Ocurre que esta parte, que ha quedado inconsciente, puede más tarde desencadenar
una reacción de ternura exagerada o de culpabilidad penosa hacia la madre o hacia
cualquier otro sustituto materno.

Quisiera señalar aquí uno de los destinos posibles de ese odio antiguo e inconsciente
de la niña hacia su madre: creemos, a menudo, y con toda razón, que cuando una
mujer elige a un hombre, esta elección está sobredeterminada por la antigua relación
con su padre. Pero hay que tener en cuenta también la eventualidad siguientez cuando
el lazo con el hombre elegido queda establecido de manera durable, y que esta pareja
se convierte, por ejemplo, en marido y padre de sus hijos, ocurre que la mujer no
redescubre en él a su padre sino a su madre.

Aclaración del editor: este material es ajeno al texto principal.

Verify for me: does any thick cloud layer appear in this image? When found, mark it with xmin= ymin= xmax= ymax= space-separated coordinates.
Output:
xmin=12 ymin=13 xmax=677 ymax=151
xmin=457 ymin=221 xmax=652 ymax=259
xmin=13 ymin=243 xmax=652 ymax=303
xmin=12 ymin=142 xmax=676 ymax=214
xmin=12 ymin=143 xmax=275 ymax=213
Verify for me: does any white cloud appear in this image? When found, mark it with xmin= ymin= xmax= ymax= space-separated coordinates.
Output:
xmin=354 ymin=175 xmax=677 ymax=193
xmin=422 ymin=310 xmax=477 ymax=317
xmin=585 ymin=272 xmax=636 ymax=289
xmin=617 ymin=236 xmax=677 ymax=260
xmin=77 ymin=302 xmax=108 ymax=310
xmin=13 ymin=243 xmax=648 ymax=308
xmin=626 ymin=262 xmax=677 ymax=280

La mujer adopta entonces con relación a
su marido las mismas actitudes que tomaba con respecto a su madre.

Cuando una mujer odia a su marido, podemos suponer que esta actitud está dirigida
no contra el padre sino contra la madre. La antigua hostilidad ya olvidada e
inconsciente contra la madre, reaparece y se encarna en el odio contra el compañero.

Vayamos a la presencia del odio en la clínica de la neurosis y la psicosis.

En este ámbito como en los precedentes, el odio interviene siempre íntimamente


ligado al amor, su asociado inseparable, cualquiera sea el registro en el que actúa.
Aquí, en el campo de la clínica, la interacción entre ambos justifica la causa de cada
neurosis y de cada psicosis.

Me explicaré describiendo en pocas palabras el juego complejo de la relación del amor


y del odio en cada una de las configuraciones clínicas.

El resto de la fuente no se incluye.